GOLIS: Schools, jobs and the future

Hizzoner the mayor talked to Sonoma County leaders this month about the importance of education in economic development. Unfortunately, it wasn't the mayor of Santa Rosa or Healdsburg or Petaluma who was talking; it was the mayor of Nashville, Tenn.

Mayor Karl Dean of Nashville has made education and jobs — they go together — the No. 1 priority of his administration.

I know what you're thinking. In California, schools operate independently of cities and other government agencies (or at least they did before Proposition 13 shifted the power of the purse to the governor and the state Legislature).

But there is a growing awareness that education is too important to be left only to individual school boards. This new consciousness recognizes that education is not just a moral imperative. It's also the best available indicator of future prosperity for all of us.

Want to keep a firehouse in your neighborhood? Fix a pothole? Keep one neighborhood or another from sliding into decline? Avoid the blight of empty storefronts? What you need to know is that jobs pay the bills for all of us. Jobs pay taxes, and jobs put money in circulation, which, in turn, creates more jobs.

In Nashville, Mayor Dean said, his administration is dedicated to the idea that a trained workforce and jobs go together. Good schools, he noted, also attract companies whose executives want their own kids to get a good education.

Over the next 30 years, he said, the most successful cities will have the most college graduates. "You've got to have a thriving economy, and schools are a big part of it."

And so government agencies in his town are finding common ground to support kids and families. As an example, he cited a new partnership between city and school libraries.

At the Cradle to Career Sonoma County conference, the mayor of Nashville found an audience of government, nonprofit and business leaders pledging to embrace a commitment to shared responsibility and common goals. More than 375 people showed up for a morning-long conversation, organized by the Community Action Partnership with help from the county Health Services Department, the county Office of Education and others.

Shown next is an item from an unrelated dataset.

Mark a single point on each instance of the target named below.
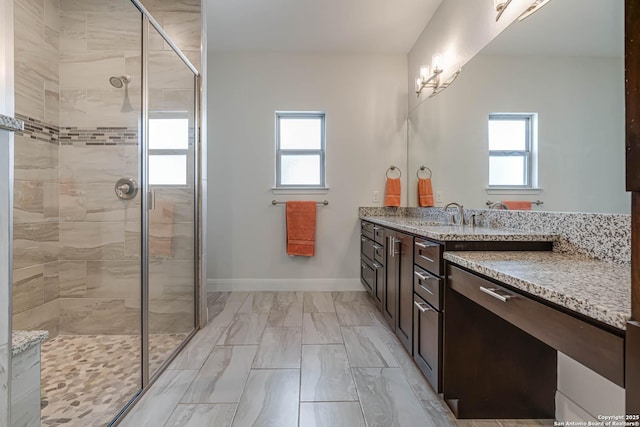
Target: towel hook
(422, 169)
(392, 168)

When it comes to collaboration, we don't make it easy on ourselves. Whether it's an alphabet soup of local, state and federal agencies, or a raft of nonprofits, our good intentions run headlong into our need to create a separate agency for every kind of assignment.

County government, nine cities, 40 school districts, park districts, fire districts, sanitation districts, water districts — we are awash in silos that let us pretend that someone else is responsible.

For many years, it's been popular to blame schools for declining student performance, but as speakers at this conference noted, students spend only 11 percent of their time in classrooms.

Many factors — family support, nutrition, safe neighborhoods, health care, mentorships, recreation programs and, yes, schools — contribute to student success (or lack of success).

In recent months, government agencies that don't manage schools have talked a lot about economic development. They tweak planning rules or throw a few bucks at one program or another.

But the truth is, these efforts are working at the margins of the problem.

Over time, what will matter is whether local kids get an education.

The Cradle to Career conference — attended by a majority of the Board of Supervisors — acknowledges this hard reality.

So does the public-private consortium called Health Action, which is using third-grade reading scores and high school graduation rates as measures of the county's well-being.

And so does the new Scholarship Sonoma County program. (Full disclosure: The program rests under the umbrella of Community Foundation Sonoma County, where I serve on the board.)

In recent years, an aging population has acted as if educational achievement is someone else's problem. After all, their own kids have grown up and moved on.

We could say their attitude is selfish — but it's also shortsighted. Once upon a time, the finest system of public education in the world was the engine that made California one of the largest economies in the world.

In future years, the link between education and jobs will have everything to do with the quality of life where you live.

If the mayor in your town suddenly wants to talk about education, don't complain. Honor her or him for recognizing what is important to the future we all share.